Apple Removes New York Times Apps From Chinese App Store

Katie Benner and Sui-Lee Wee (tweet, Hacker News, MacRumors):

Apple, complying with what it said was a request from Chinese authorities, removed news apps created by The New York Times from its app store in China late last month.

The move limits access to one of the few remaining channels for readers in mainland China to read The Times without resorting to special software. The government began blocking The Times’s websites in 2012, after a series of articles on the wealth amassed by the family of Wen Jiabao, who was then prime minister, but it had struggled in recent months to prevent readers from using the Chinese-language app.

[…]

Apple has previously removed other, less prominent media apps from its China store. It is unclear how the company evaluates requests from Beijing to take down apps and whether it ever resists them.

[…]

When the Chinese government began blocking the Times websites in 2012, it also prevented users with Times apps from downloading new content.

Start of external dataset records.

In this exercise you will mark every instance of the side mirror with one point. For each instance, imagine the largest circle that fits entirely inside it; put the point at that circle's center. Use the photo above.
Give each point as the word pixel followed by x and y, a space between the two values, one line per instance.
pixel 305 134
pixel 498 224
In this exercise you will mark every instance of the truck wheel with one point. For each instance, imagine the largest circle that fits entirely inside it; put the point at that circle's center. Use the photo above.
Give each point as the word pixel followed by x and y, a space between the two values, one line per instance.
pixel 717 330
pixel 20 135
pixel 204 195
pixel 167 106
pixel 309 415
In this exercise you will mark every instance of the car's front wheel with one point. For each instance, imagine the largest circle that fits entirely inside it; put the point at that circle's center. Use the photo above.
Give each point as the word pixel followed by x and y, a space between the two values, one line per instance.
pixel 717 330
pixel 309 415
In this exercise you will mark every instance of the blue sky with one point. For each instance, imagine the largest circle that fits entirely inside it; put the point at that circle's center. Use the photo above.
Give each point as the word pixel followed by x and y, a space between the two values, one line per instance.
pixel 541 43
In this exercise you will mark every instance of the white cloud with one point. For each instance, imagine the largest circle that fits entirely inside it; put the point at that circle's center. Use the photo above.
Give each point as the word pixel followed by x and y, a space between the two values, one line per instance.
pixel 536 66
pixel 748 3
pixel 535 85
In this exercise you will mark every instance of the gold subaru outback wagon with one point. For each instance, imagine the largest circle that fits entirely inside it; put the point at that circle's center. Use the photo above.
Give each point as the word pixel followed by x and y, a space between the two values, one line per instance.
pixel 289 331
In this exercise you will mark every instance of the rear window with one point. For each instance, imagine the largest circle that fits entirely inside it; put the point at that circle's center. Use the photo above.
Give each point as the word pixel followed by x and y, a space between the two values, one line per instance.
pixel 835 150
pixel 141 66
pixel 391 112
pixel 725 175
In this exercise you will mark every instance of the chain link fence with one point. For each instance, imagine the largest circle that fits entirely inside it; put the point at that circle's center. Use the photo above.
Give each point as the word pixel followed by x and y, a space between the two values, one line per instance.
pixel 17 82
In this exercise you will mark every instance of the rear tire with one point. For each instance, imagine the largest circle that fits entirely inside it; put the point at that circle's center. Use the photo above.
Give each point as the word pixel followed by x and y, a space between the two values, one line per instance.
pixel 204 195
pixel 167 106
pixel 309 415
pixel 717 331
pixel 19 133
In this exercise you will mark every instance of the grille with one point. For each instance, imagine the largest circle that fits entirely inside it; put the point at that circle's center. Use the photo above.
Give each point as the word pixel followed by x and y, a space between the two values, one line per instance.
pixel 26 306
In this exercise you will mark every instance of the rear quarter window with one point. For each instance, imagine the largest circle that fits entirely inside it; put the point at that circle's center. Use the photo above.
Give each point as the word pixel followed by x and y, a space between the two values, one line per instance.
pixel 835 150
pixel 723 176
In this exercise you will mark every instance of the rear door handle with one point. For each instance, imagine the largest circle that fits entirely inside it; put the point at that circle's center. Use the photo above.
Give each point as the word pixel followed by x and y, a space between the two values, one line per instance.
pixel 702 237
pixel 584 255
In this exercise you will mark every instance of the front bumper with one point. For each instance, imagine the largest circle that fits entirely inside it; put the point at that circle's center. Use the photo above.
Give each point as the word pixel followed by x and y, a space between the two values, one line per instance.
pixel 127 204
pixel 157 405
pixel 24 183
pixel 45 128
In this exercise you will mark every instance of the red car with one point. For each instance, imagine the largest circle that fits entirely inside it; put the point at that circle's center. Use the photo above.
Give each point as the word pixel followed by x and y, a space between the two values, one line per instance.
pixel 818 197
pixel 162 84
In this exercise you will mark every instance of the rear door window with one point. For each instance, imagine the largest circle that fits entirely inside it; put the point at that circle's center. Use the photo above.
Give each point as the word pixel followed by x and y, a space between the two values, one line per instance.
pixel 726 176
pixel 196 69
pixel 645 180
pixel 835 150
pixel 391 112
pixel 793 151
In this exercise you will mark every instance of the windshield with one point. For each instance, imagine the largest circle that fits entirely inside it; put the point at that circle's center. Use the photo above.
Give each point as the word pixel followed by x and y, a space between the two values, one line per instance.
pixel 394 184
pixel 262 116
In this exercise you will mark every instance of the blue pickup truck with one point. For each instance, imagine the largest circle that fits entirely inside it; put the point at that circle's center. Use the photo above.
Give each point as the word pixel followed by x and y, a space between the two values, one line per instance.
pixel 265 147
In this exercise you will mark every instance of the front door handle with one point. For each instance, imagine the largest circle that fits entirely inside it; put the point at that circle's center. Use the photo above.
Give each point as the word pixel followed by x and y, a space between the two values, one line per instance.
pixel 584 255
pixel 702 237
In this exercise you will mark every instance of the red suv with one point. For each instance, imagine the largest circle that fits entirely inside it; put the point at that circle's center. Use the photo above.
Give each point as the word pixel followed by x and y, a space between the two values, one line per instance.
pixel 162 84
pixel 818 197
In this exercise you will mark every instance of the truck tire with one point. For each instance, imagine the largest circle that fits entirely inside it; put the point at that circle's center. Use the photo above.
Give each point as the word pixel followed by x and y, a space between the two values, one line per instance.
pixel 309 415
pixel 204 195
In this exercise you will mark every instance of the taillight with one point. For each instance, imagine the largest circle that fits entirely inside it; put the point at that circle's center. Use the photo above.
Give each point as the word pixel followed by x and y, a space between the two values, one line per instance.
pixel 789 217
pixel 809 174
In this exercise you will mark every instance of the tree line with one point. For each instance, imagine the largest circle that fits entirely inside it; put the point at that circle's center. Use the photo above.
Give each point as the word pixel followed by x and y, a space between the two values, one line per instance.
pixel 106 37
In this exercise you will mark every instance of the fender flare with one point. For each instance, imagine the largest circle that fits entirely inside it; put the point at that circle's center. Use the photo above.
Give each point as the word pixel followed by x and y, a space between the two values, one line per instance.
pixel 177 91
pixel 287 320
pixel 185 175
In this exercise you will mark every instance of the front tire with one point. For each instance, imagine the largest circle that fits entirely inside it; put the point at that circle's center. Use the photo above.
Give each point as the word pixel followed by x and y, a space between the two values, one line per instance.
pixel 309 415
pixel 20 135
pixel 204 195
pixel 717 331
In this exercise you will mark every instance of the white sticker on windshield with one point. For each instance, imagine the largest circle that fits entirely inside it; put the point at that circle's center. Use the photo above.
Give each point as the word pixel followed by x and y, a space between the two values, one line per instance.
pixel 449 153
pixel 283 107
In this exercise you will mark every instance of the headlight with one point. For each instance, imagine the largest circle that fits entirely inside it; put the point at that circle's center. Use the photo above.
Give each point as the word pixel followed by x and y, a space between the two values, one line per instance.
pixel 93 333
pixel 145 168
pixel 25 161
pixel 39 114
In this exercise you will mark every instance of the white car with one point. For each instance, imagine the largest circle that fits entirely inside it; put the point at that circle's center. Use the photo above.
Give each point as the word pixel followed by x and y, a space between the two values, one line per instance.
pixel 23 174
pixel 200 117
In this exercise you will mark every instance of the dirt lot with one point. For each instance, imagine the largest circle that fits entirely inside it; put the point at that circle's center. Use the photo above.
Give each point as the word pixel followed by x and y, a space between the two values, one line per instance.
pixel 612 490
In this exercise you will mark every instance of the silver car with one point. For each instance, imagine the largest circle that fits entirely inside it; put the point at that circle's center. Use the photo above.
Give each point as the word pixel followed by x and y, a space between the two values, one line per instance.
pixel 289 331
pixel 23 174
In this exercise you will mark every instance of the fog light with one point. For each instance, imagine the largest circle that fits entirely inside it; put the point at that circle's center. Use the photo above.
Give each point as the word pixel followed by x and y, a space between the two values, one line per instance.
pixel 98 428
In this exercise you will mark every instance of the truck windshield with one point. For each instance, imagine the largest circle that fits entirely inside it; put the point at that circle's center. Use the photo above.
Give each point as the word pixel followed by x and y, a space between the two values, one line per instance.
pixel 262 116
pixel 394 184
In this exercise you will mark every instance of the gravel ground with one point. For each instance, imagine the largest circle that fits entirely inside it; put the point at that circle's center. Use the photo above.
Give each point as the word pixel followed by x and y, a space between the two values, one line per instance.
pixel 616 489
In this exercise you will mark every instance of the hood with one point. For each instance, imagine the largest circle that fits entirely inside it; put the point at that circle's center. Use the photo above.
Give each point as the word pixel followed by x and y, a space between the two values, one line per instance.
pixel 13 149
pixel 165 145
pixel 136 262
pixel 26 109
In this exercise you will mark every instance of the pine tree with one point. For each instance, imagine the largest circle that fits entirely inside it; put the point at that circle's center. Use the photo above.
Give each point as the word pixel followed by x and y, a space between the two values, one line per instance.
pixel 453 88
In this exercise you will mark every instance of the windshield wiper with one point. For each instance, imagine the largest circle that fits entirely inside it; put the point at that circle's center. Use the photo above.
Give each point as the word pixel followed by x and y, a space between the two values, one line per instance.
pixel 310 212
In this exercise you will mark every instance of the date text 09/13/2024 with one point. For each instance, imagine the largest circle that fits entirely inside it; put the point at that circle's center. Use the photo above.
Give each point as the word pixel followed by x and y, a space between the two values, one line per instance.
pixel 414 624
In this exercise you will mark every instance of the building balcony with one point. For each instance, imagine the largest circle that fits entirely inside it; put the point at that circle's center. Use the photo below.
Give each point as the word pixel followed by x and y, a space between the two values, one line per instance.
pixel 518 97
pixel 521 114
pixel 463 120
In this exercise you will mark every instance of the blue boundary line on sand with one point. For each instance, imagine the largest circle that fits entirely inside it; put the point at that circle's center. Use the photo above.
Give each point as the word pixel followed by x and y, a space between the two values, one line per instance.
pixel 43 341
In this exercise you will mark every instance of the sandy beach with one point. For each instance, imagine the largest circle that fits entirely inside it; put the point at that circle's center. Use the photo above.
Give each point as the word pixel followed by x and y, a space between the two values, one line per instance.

But readers in China can still gain access to The Times using software that circumvents the government’s firewall. And in July 2015, The Times released a new version of its Chinese-language app that adopted a different method for retrieving articles, one that the government appeared unable to stop.

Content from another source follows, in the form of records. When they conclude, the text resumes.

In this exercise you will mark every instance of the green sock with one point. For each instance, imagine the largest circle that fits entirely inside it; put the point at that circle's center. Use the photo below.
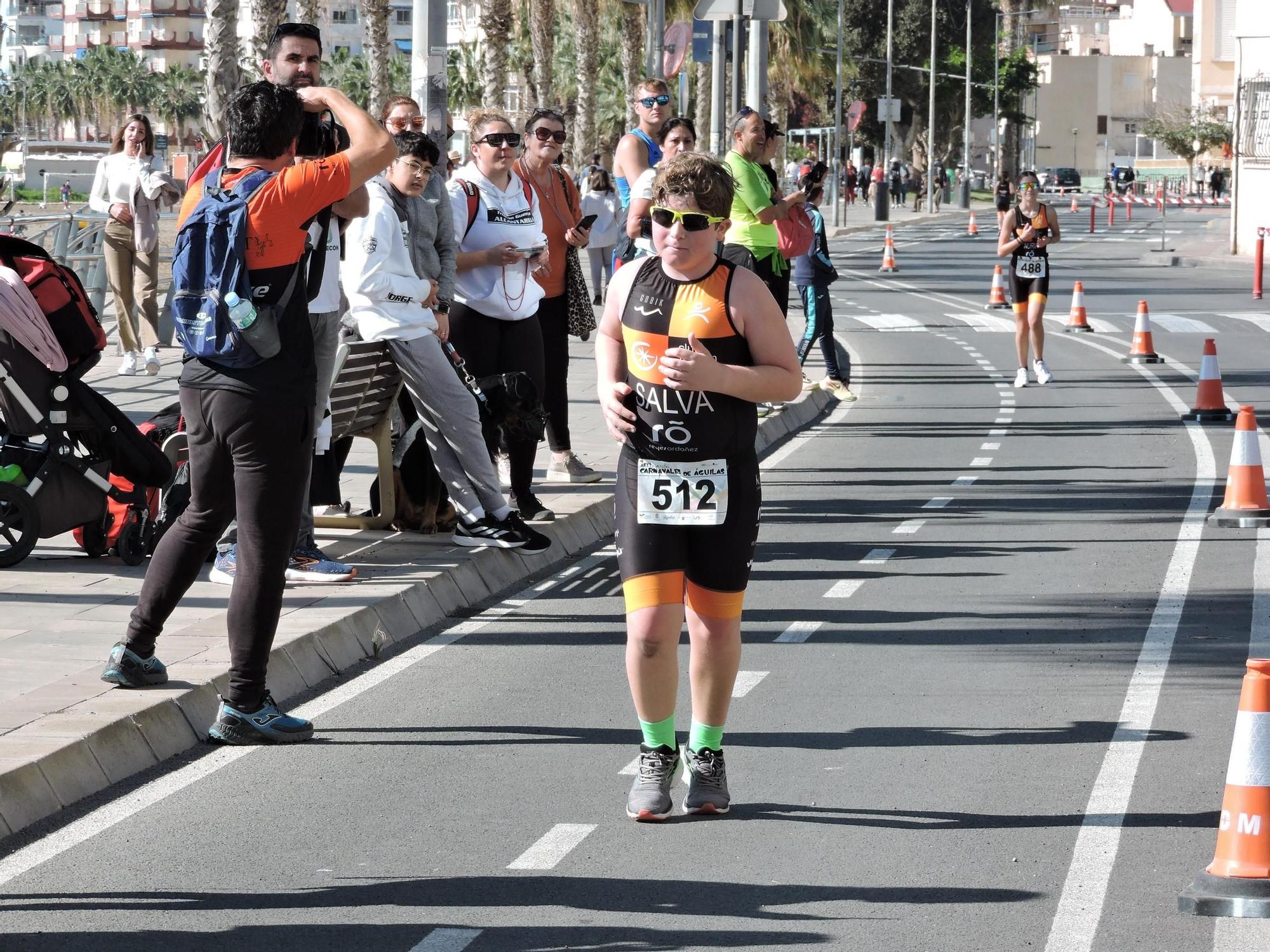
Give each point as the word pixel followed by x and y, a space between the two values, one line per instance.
pixel 703 736
pixel 660 733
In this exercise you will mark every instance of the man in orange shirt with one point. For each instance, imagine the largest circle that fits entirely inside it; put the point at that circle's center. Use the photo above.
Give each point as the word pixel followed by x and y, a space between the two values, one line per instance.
pixel 251 428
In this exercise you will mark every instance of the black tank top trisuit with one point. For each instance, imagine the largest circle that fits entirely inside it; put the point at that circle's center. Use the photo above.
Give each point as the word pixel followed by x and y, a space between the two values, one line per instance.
pixel 684 425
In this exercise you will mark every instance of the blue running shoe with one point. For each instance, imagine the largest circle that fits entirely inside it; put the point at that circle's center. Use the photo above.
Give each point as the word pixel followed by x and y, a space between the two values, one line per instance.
pixel 269 725
pixel 129 670
pixel 225 567
pixel 309 564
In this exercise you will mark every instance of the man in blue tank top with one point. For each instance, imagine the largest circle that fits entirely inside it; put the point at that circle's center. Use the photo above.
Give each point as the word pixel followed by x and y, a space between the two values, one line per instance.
pixel 638 150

So the app would still work if only people were able to get it. But Apple doesn’t allow iOS users to download and install apps directly; you have to go through the App Store.

Update (2017-01-06): John Gruber:

I don’t think Apple had any choice here, other than pulling out of China.

And given that The Times’s website has been blocked in China since 2012, the closed, proprietary App Store has given Chinese readers four years of access to The Times that they couldn’t get over the open web.

Update (2017-01-11): See also: The Talk Show.

Update (2017-01-22): Farhad Manjoo:

In the last few weeks, the Chinese government compelled Apple to remove New York Times apps from the Chinese version of the App Store. Then the Russian government had Apple and Google pull the app for LinkedIn, the professional social network, after the network declined to relocate its data on Russian citizens to servers in that country. Finally, last week, a Chinese regulator asked app stores operating in the country to register with the government, an apparent precursor to wider restrictions on app marketplaces.

[…]

But that’s not the end of this story. The banning of apps highlights a deeper flaw in our modern communications architecture: It’s the centralization of information, stupid.